Data Collection and Preprocessing

Create a function to fetch and preprocess WNBA player data:

def fetch_player_data(season):
    url = f"https://www.basketball-reference.com/wnba/years/{season}_per_game.html"
    dataframes = pd.read_html(url, header=0)
    df = dataframes[0]
    df = df[df.G != 'G'].fillna(0)  # Remove header rows and fill NaNs
    df = df.drop(['G'], axis=1)

    # Convert percentage columns to float
    percentage_columns = ['FG%', '3P%', '2P%', 'eFG%', 'FT%']
    for col in percentage_columns:
        if col in df.columns:
            df[col] = pd.to_numeric(df[col].astype(str).str.rstrip('%'), errors='coerce') / 100

    # Convert other numeric columns to float
    numeric_columns = ['Age', 'GS', 'MP', 'FG', 'FGA', '3P', '3PA', '2P', '2PA', 'FT', 'FTA', 'ORB', 'DRB', 'TRB', 'AST', 'STL', 'BLK', 'TOV', 'PF', 'PTS']
    for col in numeric_columns:
        if col in df.columns:
            df[col] = pd.to_numeric(df[col], errors='coerce')

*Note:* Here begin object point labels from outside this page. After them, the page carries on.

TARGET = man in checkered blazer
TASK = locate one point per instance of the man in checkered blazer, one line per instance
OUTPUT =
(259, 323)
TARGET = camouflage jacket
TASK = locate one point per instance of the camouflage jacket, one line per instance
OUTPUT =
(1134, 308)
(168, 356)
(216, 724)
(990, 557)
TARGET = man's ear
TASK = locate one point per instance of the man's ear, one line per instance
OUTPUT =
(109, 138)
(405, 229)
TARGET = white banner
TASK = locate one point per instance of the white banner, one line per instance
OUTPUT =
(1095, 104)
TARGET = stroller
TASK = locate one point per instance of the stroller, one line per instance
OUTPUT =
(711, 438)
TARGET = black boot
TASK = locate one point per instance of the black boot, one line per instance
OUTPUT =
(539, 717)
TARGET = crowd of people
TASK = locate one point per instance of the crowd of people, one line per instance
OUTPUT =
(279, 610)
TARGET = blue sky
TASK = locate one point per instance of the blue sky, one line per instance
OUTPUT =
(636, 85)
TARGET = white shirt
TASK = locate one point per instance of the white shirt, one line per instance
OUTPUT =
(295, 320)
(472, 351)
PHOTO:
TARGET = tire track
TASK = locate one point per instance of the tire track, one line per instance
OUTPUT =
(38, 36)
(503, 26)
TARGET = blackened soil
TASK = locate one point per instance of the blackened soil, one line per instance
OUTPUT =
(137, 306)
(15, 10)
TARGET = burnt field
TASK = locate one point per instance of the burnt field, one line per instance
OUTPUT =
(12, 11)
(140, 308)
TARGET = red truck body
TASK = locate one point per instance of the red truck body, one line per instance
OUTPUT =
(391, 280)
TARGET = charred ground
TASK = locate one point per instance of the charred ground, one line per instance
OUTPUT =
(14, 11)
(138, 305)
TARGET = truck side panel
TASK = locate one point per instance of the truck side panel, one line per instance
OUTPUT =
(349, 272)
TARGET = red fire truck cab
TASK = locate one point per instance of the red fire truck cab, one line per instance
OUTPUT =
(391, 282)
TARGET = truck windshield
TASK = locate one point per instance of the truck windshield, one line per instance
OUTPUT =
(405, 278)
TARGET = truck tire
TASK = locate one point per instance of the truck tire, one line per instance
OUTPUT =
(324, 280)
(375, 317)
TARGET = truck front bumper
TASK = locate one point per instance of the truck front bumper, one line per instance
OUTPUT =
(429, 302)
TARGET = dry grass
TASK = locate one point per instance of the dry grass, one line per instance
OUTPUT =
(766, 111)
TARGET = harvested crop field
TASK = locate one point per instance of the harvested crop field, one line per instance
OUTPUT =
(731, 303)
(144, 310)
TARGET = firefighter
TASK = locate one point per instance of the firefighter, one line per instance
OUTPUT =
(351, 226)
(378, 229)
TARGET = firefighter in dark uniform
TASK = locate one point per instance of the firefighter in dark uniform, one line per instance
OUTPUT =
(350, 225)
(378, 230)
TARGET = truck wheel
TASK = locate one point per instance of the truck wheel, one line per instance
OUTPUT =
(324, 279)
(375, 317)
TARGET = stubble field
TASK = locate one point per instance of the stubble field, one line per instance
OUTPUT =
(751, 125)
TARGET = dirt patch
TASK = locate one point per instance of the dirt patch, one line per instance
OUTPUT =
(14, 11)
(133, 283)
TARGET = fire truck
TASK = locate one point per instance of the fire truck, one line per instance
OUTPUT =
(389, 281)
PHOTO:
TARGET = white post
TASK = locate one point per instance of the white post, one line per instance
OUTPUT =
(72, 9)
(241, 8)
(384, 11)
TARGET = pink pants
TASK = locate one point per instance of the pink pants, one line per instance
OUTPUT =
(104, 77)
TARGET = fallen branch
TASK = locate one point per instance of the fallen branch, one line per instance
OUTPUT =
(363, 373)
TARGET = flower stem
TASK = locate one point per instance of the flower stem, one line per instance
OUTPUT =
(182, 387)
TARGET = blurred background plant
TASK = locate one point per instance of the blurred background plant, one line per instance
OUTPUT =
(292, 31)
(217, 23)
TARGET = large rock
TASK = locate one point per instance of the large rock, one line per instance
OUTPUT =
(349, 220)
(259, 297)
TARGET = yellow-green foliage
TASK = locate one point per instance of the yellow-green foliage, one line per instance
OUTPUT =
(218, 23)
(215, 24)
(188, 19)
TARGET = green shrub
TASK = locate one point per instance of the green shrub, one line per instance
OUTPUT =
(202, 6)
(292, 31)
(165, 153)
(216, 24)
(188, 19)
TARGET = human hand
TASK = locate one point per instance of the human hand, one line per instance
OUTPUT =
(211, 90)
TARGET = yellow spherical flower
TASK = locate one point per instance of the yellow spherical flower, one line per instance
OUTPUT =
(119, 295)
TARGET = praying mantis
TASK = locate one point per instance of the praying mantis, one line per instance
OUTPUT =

    # Ensure 'Player' and 'Team' columns are strings
    df['Player'] = df['Player'].astype(str)
    df['Team'] = df['Team'].astype(str)

    # Handle any remaining problematic columns
    for col in df.columns:
        if df[col].dtype == object:
            df[col] = df[col].astype(str)

    return df

# Usage
selected_season = st.sidebar.selectbox('Season', list(reversed(range(1997, 2025))))
player_data = fetch_player_data(selected_season)
Enter fullscreen mode Exit fullscreen mode

This function fetches data from basketball-reference.comfor a given season and performs necessary data cleaning, processing it for our use.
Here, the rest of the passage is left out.